Here are some of the things you can and should bring to the team in your next meeting or retro:

  • Step up on increasing EQ and in particular Empathy. Whether with the help of our play or something other – offer each other permission to be kind, interested -even intrusive if you must- and understanding of each other’s emotions and lives.
  • Encourage self-respect as it reflects into self-care and encourage team members to share what they incorporate in their own regiment – i.e. hold a round-robin of sharing once in a while what they do for exercise, what they do for mindfulness, what kind of diet they embrace -if any!- or how much they sleep-. Sharing creates accountability and allows each of us to keep to our goals.
  • Rethink the definition of work when it comes to location. Work from anywhere is not time out, if you’re answering emails, taking calls, etc, you’re not on vacation, you’re working. A vacation is only a vacation if it’s perceived as such. Many people are going to be away multiple times this year. There are holiday packages owed to cash in on, children to convince life is normal, relatives to be seen, etc. Many times these instances off will not really be off despite the OOO email replies as they’ll be working even if not officially.

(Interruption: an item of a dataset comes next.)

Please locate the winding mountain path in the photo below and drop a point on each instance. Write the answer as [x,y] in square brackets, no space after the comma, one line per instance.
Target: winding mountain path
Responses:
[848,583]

Expect your team members to take multiple “vacations” with or without quotation marks and don’t resent them for it. Ideally, in the years to come, we will all only call ourselves on vacation if we really are that, and are completely off the grid and for the rest of time when we choose to work from the side of the pool we won’t even think to announce it.
  • Acknowledge burnout and be supportive of different rhythms. While we make the most team-level-magic when we’re all equally emotionally invested and energised, we have to accept those moment will be few and far between in the next year or longer while a substantial number of our team mates are burned out. So we may not all be equally excited and rearing to go next sprint or at the start of that new project but that’s ok, the ones who allow themselves the time to take it easier for now are really just investing in the sustainability of the team by taking care of themselves so be understanding of how they are doing things at their own pace irrespective of the collective urgency.

This is all mindful and intentional team-level human work and not common sense or kind of implied and passive, make no mistake about it. This isn’t about whether you’re all good people who would be compassionate, but about thinking out loud together of all this and clearly expressing and showing the support. More of that pesky people work that you can do at team level even in the absence of “organisational permission”. 

There won’t be a video tomorrow because this summer I’m #WorkingFromAnyhwherePartTime i.e. I’m on vacation some days, working on others and our teams at PeopleNotTech are too -we have regular sprints and will undoubtedly be producing all our desired outcomes -and then some- but we’re also testing the limits of our flexibility, understanding flow and how to get more individual-work joy and better time management and most importantly, we are recharging batteries and regrouping to combat burnout.

Hope everyone finds ways to do so too!